Chief Credit Officer, Garrington Group of Companies


Tammy Kemp is the chief credit officer for the Garrington Group of Companies.  An industry veteran with 25 years of experience in growing loan portfolios, leading teams and delivering client-focused lending solutions.


Working exclusively in entrepreneurial companies provided Tammy with the opportunity to learn from the ground up, working as a field examiner, collateral analyst, underwriter, special accounts manager, through to leading realizations and portfolio management.

Most recently, as the CCO at the Garrington Group, Tammy is focused on sourcing and using technology as a means of providing valuable portfolio performance data across multiple and diverse lending portfolios.   Recognizing that while asset-based lending will always be a people-focused industry, technology has the power to amplify access to data and ideally provide teams with meaningful information, allowing them to ask timely questions and better identify trends.

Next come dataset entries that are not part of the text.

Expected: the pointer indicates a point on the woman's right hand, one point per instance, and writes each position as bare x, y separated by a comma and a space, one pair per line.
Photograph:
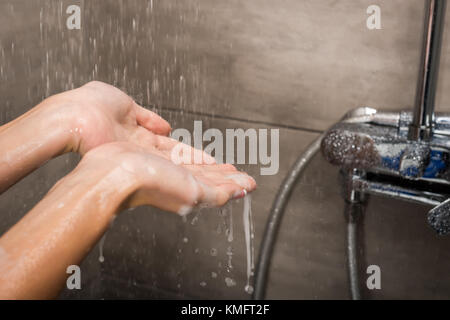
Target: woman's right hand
158, 182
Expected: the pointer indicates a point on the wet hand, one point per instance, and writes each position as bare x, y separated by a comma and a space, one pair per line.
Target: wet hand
99, 113
159, 182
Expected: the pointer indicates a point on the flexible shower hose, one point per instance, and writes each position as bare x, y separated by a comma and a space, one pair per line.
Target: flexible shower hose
276, 216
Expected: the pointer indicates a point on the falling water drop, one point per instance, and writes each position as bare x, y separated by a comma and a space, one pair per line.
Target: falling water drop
101, 258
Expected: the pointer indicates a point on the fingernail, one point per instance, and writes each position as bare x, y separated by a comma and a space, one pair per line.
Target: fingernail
239, 194
184, 210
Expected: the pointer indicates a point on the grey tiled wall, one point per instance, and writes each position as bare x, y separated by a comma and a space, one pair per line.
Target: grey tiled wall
288, 64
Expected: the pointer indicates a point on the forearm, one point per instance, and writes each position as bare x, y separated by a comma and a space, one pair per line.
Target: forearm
30, 140
60, 231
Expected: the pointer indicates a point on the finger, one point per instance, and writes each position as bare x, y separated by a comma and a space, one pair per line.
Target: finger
151, 121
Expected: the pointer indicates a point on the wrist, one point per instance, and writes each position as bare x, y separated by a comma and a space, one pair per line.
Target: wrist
57, 113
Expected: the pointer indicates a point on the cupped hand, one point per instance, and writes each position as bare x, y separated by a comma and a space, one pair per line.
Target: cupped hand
161, 183
100, 113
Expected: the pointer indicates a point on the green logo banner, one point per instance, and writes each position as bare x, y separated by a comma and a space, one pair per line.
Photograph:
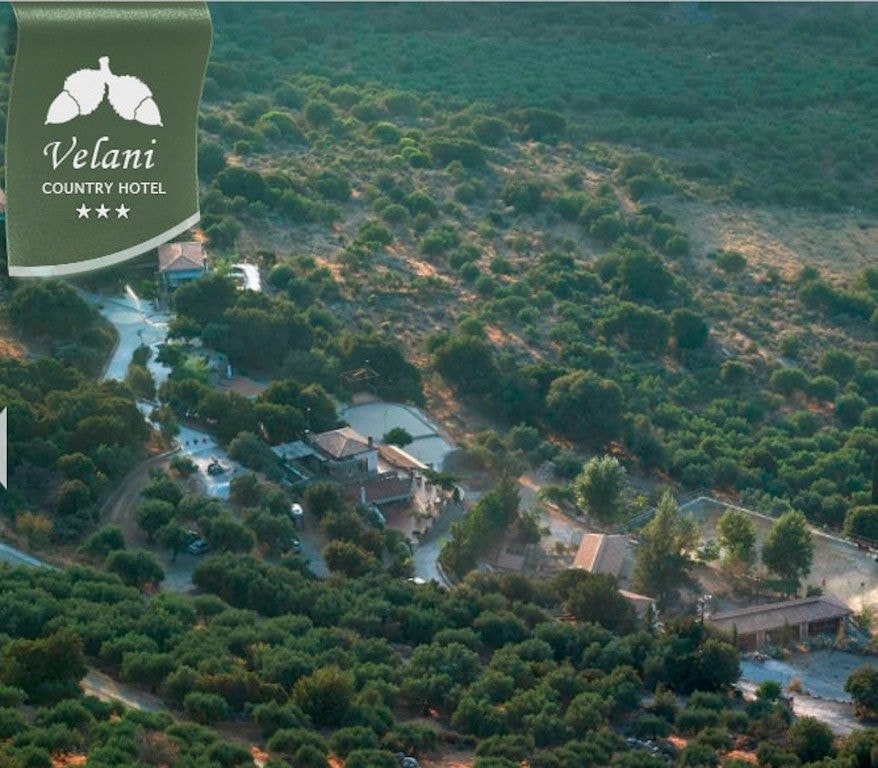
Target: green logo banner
102, 131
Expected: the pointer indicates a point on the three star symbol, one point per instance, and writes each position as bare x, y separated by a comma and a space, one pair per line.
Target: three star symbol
102, 211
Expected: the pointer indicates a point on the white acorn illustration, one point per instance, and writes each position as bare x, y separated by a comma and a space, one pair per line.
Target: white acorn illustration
129, 96
83, 92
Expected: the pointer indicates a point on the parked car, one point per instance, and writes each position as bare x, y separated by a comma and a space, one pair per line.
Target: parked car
198, 547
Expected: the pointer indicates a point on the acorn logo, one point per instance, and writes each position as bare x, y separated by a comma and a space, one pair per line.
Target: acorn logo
85, 89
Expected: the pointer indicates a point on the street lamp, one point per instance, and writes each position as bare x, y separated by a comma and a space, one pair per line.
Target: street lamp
703, 603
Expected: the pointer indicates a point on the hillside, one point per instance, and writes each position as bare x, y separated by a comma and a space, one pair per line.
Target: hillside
667, 207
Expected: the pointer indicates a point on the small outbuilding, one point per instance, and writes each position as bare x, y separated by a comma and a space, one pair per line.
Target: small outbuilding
781, 623
181, 262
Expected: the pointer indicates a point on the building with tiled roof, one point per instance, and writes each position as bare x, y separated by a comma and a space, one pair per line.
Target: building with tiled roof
780, 623
604, 553
181, 262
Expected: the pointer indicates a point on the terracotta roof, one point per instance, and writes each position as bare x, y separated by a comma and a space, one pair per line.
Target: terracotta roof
342, 443
181, 257
758, 618
396, 456
602, 553
380, 490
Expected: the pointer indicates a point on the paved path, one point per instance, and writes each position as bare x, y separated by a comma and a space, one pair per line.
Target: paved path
16, 557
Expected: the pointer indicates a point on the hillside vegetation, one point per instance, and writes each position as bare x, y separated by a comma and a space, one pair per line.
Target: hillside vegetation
507, 216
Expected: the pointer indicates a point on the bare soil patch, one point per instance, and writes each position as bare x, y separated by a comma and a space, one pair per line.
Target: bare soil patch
838, 245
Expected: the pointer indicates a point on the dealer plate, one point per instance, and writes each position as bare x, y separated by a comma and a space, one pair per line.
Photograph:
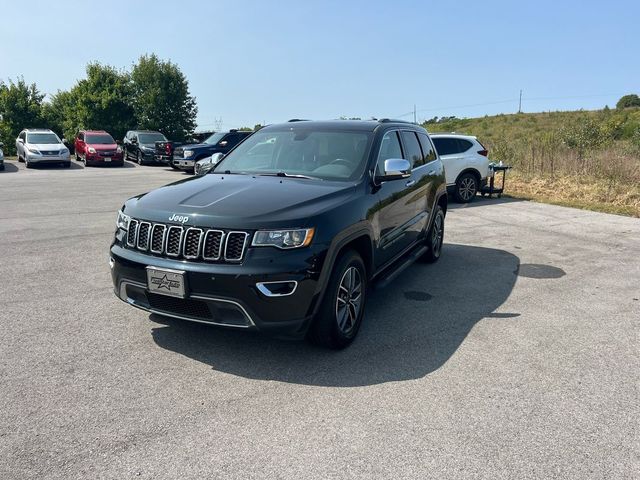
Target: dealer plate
166, 282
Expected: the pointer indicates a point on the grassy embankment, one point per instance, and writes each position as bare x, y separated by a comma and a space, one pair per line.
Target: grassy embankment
583, 159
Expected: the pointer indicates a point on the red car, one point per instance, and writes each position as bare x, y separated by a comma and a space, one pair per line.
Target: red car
97, 147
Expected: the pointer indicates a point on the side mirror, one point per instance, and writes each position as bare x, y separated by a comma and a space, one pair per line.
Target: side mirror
394, 169
216, 157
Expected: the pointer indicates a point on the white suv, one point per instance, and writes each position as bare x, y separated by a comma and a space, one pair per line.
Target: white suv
465, 162
39, 146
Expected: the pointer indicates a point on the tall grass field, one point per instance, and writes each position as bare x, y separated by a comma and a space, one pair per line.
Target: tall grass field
584, 159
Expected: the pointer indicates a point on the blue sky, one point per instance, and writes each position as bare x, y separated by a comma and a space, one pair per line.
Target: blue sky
267, 61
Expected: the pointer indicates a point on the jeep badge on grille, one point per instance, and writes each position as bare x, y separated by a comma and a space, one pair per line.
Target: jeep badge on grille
179, 218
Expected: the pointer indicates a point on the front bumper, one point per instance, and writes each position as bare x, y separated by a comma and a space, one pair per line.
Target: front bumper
159, 158
184, 164
42, 159
98, 158
230, 295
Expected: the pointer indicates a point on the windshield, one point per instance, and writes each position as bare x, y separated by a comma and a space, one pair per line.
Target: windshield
151, 137
99, 139
213, 139
328, 155
43, 138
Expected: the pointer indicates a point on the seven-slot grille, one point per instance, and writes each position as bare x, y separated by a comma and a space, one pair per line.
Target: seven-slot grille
190, 243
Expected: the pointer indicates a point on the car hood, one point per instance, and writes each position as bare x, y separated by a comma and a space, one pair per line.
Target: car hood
241, 201
195, 146
46, 146
103, 146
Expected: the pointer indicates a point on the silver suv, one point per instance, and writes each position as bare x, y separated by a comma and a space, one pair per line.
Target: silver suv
40, 146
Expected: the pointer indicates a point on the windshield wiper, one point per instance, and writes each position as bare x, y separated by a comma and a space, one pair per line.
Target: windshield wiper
287, 175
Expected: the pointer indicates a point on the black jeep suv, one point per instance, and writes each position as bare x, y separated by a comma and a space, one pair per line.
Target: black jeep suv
288, 230
185, 156
140, 145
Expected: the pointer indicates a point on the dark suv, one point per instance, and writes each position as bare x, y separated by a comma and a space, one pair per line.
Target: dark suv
185, 156
288, 230
140, 146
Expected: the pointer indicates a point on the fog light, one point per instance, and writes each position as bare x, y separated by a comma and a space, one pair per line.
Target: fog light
277, 289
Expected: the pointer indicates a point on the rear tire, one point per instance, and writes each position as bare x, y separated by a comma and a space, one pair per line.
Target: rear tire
340, 315
435, 237
466, 187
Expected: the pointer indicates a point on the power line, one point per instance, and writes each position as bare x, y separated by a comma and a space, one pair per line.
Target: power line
522, 99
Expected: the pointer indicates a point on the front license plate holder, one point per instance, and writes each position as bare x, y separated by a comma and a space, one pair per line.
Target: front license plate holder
165, 281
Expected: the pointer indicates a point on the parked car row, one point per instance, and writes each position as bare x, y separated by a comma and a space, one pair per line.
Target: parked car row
465, 159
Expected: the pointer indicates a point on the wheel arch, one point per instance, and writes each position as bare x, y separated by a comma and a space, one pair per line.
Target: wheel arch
472, 171
358, 238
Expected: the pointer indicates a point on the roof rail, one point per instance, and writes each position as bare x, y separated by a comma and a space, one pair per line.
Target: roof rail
393, 120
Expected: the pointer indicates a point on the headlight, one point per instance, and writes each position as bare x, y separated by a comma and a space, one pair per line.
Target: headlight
283, 238
122, 221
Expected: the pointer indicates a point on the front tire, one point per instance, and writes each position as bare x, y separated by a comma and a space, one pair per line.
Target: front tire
340, 316
435, 237
466, 187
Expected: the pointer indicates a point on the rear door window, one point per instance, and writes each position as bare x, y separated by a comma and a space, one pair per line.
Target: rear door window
446, 146
412, 148
428, 152
463, 145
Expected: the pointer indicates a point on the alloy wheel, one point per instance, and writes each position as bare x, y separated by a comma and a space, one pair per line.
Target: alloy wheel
349, 300
467, 188
437, 235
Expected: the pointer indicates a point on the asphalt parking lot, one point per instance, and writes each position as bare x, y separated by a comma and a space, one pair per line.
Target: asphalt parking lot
516, 356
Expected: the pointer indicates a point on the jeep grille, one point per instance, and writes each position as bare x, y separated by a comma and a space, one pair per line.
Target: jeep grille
190, 243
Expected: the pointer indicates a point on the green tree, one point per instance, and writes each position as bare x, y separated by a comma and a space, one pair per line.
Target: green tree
161, 99
57, 110
627, 101
102, 101
20, 107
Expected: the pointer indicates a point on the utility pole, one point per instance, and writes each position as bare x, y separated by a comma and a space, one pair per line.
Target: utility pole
520, 103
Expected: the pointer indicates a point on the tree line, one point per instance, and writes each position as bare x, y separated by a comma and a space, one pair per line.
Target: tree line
153, 95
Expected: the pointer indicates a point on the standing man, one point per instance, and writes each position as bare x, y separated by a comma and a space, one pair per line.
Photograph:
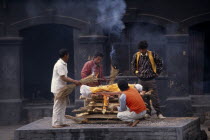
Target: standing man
130, 98
94, 67
147, 65
59, 80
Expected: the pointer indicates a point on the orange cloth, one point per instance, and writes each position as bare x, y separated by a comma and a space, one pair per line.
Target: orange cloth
134, 100
108, 88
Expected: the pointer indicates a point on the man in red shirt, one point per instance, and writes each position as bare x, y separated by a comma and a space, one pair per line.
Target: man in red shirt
94, 67
131, 99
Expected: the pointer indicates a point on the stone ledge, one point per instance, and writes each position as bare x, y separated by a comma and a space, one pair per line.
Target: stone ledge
154, 129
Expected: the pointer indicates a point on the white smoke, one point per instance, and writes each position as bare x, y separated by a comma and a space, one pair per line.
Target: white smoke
110, 14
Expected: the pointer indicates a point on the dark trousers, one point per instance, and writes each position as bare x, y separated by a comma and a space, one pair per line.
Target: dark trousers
151, 85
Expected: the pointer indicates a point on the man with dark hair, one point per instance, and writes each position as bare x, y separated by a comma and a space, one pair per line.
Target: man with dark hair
147, 65
94, 67
131, 99
59, 80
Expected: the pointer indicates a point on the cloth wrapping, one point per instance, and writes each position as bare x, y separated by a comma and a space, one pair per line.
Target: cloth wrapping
87, 90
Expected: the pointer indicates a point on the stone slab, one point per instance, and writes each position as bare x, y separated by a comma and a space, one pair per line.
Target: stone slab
183, 128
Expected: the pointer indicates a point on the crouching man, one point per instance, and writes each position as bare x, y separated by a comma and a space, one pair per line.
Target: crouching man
132, 106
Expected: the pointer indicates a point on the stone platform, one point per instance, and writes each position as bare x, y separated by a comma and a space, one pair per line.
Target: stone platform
184, 128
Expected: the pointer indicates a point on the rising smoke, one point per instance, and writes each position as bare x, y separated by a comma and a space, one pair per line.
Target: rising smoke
110, 14
107, 14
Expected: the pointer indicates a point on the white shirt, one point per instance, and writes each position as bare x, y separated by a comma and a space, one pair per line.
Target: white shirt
60, 68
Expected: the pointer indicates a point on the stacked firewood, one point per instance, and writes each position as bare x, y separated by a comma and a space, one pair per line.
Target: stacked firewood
100, 108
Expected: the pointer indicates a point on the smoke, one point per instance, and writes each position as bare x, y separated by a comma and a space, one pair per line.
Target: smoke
110, 14
114, 58
104, 15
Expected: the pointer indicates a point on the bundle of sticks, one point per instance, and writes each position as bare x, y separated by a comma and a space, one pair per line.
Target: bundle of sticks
68, 89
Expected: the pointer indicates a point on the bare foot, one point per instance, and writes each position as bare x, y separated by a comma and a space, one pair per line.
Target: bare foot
135, 123
57, 126
130, 123
65, 125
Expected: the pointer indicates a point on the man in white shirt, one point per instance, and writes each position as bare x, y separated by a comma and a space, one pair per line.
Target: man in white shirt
59, 80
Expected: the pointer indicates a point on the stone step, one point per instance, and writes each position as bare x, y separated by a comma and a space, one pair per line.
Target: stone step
201, 108
35, 112
200, 99
154, 129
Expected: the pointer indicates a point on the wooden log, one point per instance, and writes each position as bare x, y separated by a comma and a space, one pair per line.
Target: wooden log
82, 114
100, 116
106, 122
77, 119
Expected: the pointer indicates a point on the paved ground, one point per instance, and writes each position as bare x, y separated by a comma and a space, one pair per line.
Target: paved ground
7, 132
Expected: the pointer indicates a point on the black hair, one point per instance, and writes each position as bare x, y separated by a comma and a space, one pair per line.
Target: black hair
143, 44
123, 85
63, 52
99, 54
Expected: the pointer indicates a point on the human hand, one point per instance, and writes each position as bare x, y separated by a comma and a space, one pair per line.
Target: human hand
142, 93
77, 83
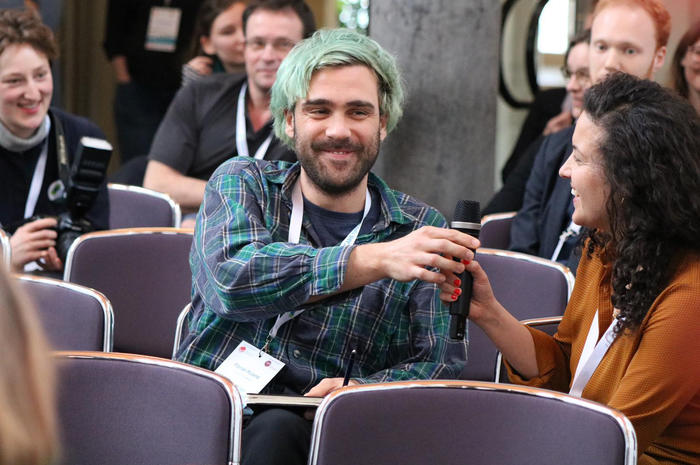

Tammy has a passion for building relationships and believes that a strong bond between clients and lenders, coupled with an engaged and empowered portfolio management and underwriting team, is key to risk mitigation and portfolio growth.

What advice would you offer to women just starting out in the industry? 

Start with a mindset of flexibility coupled with a willingness to learn and a spirit of dedication.

Setting goals is also so important, both for the long term as well as for the short and medium term.

Five-year goals are great for setting a vision; however, there is real value in setting quarterly objectives and annual goals as signposts along the way.  Do not forget to look up and outward, checking in with yourself along the way.  We can get focused on the “what” and forget about the “why.”  The “why” is what keeps us motivated.

Be flexible and open to different opportunities.  Working smartly, being focused, and following your own career path is important, but there can be value in taking a detour.  Particularly if it offers an opportunity to work with a different team or individual you may admire.

Early in my career, I wish I had focused on getting more involved in collaborative opportunities, especially with other teams or departments.  Exposure to other management styles and working with different people can really accelerate learning and growth.

What do you know now that you wish you knew in the beginning of your career?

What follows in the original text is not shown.